Clarke earned a master's degree in mathematics from Duke University in 1968 and then went on to complete his PhD in computer science at Cornell University, writing his dissertation on highly theoretical aspects of how to prove the correctness of computer programs.
"I enjoyed writing the thesis and doing the research, but I was a little disappointed that the results had no practical application whatsoever," he says.
He returned to Duke for two years and then moved to Harvard, where he and Emerson developed the theoretical underpinnings of Model Checking.
Model Checking is a type of formal verification that examines the logic underlying a design, much like a mathematician uses a proof to figure out whether a theorem is correct. It works like this: First, the design of the chip or software being analyzed is converted into an abstract model. The specifications of the model are next expressed in a special type of notation called temporal logic, a language which describes how the system will behave over time. Then, true to its name, the Model Checker indeed checks every last possible state of the model and determines whether it is consistent with the specifications.
After arriving at Carnegie Mellon, Clarke decides to put this "practical application" to the test. He steals away to his basement office for a few hours every morning to write the computer code for the first Model Checker. Then he begins testing his algorithm with small example problems, trying to see whether it can automatically catch mistakes he knows they contain. Time and again, he gets answers that he thinks are incorrect, suspecting there is a bug in his model checking code. By Christmas, however, Clarke begins to realize the bugs aren't in the Model Checker; they are errors in the examples themselves that he didn't know existed.
"That's when I knew this was going to be a really important idea," he recalls.
Unlike simulation and testing, Model Checking has the benefits of being fully automatic, fast, and exhaustive in its search for errors. Moreover, when a design fails to satisfy a desired specification, the method always identifies a counterexample that reveals the source of the problem and often provides important clues for how to fix it.

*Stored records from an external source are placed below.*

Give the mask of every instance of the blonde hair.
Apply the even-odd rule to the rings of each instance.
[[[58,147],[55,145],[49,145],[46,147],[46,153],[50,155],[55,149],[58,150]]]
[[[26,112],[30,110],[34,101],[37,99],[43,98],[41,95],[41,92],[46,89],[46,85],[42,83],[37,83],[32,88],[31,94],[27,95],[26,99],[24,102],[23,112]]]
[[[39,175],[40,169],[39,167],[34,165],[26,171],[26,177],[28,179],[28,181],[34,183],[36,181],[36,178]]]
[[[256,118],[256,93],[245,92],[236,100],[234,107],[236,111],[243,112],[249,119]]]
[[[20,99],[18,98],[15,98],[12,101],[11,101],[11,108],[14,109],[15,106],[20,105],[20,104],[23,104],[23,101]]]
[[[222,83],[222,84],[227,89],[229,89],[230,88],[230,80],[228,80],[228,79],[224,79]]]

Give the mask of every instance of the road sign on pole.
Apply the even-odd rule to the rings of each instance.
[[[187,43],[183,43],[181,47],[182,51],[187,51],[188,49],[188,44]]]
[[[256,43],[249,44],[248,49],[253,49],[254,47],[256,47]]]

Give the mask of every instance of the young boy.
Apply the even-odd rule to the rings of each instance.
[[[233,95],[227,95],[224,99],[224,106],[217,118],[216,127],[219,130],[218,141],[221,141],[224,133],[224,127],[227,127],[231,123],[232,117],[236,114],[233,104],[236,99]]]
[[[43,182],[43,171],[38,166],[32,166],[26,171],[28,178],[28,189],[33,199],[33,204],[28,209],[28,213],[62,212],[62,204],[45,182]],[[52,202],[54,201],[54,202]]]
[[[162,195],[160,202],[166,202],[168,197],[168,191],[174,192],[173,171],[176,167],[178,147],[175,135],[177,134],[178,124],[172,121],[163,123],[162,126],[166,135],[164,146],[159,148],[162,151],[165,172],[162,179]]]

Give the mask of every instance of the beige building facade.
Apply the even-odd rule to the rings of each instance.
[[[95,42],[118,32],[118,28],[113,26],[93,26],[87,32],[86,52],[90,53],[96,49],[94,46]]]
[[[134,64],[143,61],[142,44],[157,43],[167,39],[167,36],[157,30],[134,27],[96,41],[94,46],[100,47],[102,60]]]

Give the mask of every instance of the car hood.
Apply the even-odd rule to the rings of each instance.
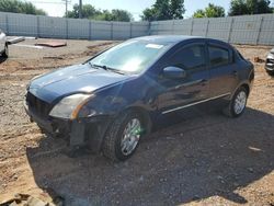
[[[38,99],[52,103],[60,96],[91,93],[128,78],[129,76],[92,68],[88,64],[76,65],[33,79],[28,91]]]

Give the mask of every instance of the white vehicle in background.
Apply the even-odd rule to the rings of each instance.
[[[7,36],[1,28],[0,28],[0,54],[4,58],[8,58],[8,56],[9,56]]]

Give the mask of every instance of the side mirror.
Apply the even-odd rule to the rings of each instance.
[[[169,79],[183,79],[186,77],[186,72],[179,67],[165,67],[163,69],[163,77]]]

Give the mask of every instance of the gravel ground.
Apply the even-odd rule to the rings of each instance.
[[[62,139],[42,135],[28,122],[22,101],[35,75],[81,62],[116,43],[24,47],[37,41],[13,45],[11,58],[0,59],[0,203],[15,193],[52,198],[55,191],[67,205],[274,205],[274,79],[263,62],[255,64],[242,117],[201,114],[151,134],[132,159],[112,163],[88,151],[69,158]],[[270,50],[237,48],[251,60]]]

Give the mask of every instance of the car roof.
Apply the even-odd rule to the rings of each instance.
[[[133,38],[134,41],[144,41],[147,43],[151,43],[151,44],[179,44],[182,43],[184,41],[195,41],[195,39],[204,39],[204,41],[209,41],[210,43],[217,43],[219,45],[222,46],[227,46],[229,48],[231,48],[231,45],[229,45],[228,43],[225,43],[219,39],[215,39],[215,38],[207,38],[207,37],[202,37],[202,36],[186,36],[186,35],[152,35],[152,36],[142,36],[142,37],[137,37],[137,38]]]
[[[184,35],[152,35],[152,36],[142,36],[134,38],[135,41],[146,41],[150,43],[158,44],[176,44],[187,39],[206,39],[201,36],[184,36]]]

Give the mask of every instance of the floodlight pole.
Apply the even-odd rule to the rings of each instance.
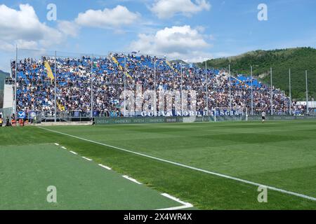
[[[156,92],[156,57],[154,57],[154,116],[156,116],[157,114],[157,92]]]
[[[305,76],[306,80],[306,114],[308,114],[308,76],[307,70],[305,71]]]
[[[289,69],[289,113],[292,115],[292,95],[291,95],[291,69]]]
[[[57,122],[57,106],[56,106],[56,79],[57,79],[57,52],[55,51],[55,77],[54,77],[54,83],[55,83],[55,88],[54,88],[54,98],[55,98],[55,122]]]
[[[254,115],[254,84],[252,78],[252,66],[250,66],[250,74],[251,74],[251,115]]]
[[[180,66],[181,67],[181,115],[183,115],[183,71],[182,69],[182,63],[180,63]]]
[[[230,109],[232,111],[232,87],[230,81],[230,64],[228,65],[228,73],[229,73],[229,84],[230,84]]]
[[[14,112],[14,119],[15,120],[16,118],[16,108],[18,104],[18,100],[16,99],[17,97],[17,76],[18,76],[18,46],[16,46],[15,49],[15,77],[14,78],[14,108],[13,108],[13,112]]]
[[[272,67],[270,68],[270,104],[271,104],[271,115],[273,115],[273,96],[272,96]]]
[[[205,61],[205,77],[206,77],[206,112],[209,117],[209,81],[207,79],[207,61]],[[209,118],[208,118],[209,119]]]
[[[92,57],[91,57],[91,119],[92,121],[93,121],[93,55],[92,55]]]
[[[126,55],[124,55],[124,117],[126,116]]]

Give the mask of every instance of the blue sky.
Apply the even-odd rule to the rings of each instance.
[[[56,6],[55,21],[48,4]],[[260,4],[268,20],[259,21]],[[314,0],[63,0],[0,3],[0,69],[14,47],[107,55],[140,50],[188,62],[316,47]]]

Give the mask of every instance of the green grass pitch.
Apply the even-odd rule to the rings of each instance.
[[[316,121],[59,126],[47,129],[95,143],[37,127],[1,128],[0,181],[4,181],[5,184],[0,186],[0,209],[6,206],[23,209],[27,207],[27,203],[32,204],[34,209],[48,209],[44,202],[38,200],[28,202],[29,198],[25,197],[39,193],[37,186],[41,184],[41,181],[48,183],[44,176],[48,171],[53,180],[60,183],[61,192],[74,187],[74,183],[82,181],[84,176],[91,181],[90,183],[84,181],[81,188],[74,189],[74,192],[84,196],[80,202],[75,202],[74,199],[68,201],[67,198],[74,196],[65,192],[65,201],[62,200],[57,209],[133,209],[122,205],[124,199],[120,199],[120,194],[113,188],[119,186],[126,190],[123,197],[126,204],[135,201],[138,204],[135,206],[136,209],[177,206],[169,204],[171,202],[168,200],[153,206],[152,201],[164,200],[159,192],[169,193],[200,209],[316,209],[315,201],[272,190],[268,191],[268,202],[259,203],[258,186],[102,145],[315,198]],[[114,188],[112,198],[107,198],[110,191],[102,192],[100,187],[106,188],[109,184],[109,177],[103,176],[108,175],[107,171],[88,164],[79,155],[76,158],[66,150],[60,153],[61,150],[53,150],[53,143],[93,159],[96,164],[101,163],[112,167],[117,178],[126,174],[144,185],[141,189],[133,190],[135,183],[127,180],[126,186],[121,182],[111,182],[109,188]],[[34,148],[32,146],[37,146]],[[86,167],[88,165],[91,167],[91,170]],[[33,174],[27,172],[28,169],[33,170]],[[24,174],[22,171],[26,176],[17,178],[16,175]],[[42,174],[37,175],[37,172]],[[67,178],[70,177],[68,181]],[[20,188],[23,190],[18,190]],[[128,189],[131,189],[131,194],[137,191],[143,196],[138,201],[129,199]],[[146,190],[155,196],[150,196]],[[13,206],[11,198],[16,202],[15,204],[20,205]],[[82,206],[86,201],[88,205]]]

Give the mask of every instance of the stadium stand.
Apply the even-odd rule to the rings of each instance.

But there is one serious drawback in the Model Checker.
As the complexity of a system increases, the number of possible states that must be analyzed multiplies exponentially, overwhelming the Model Checker. This conundrum--called the state explosion problem--seems to limit the applicability of the technique to small designs mainly of interest to academia, not industry.
"This is the problem that I've been struggling with for the past 26 years," says Clarke, now the FORE Systems University Professor of Computer Science and professor of Electrical and Computer Engineering at Carnegie Mellon.
In the fall of 1987, Clarke discusses the state explosion problem during a lecture in which computer science faculty introduce their research to incoming PhD candidates. Among those listening is first-year graduate student Kenneth McMillan.
McMillan also hears a presentation by Randal Bryant, now University Professor and dean of Carnegie Mellon's School of Computer Science, whose research focuses on formal verification of computer hardware. Bryant had invented a method of encoding information symbolically called binary decision diagrams.
Not long after the two lectures, McMillan lies out on The Cut to catch some sunshine, his mind spinning in full gear as Frisbees fly overhead.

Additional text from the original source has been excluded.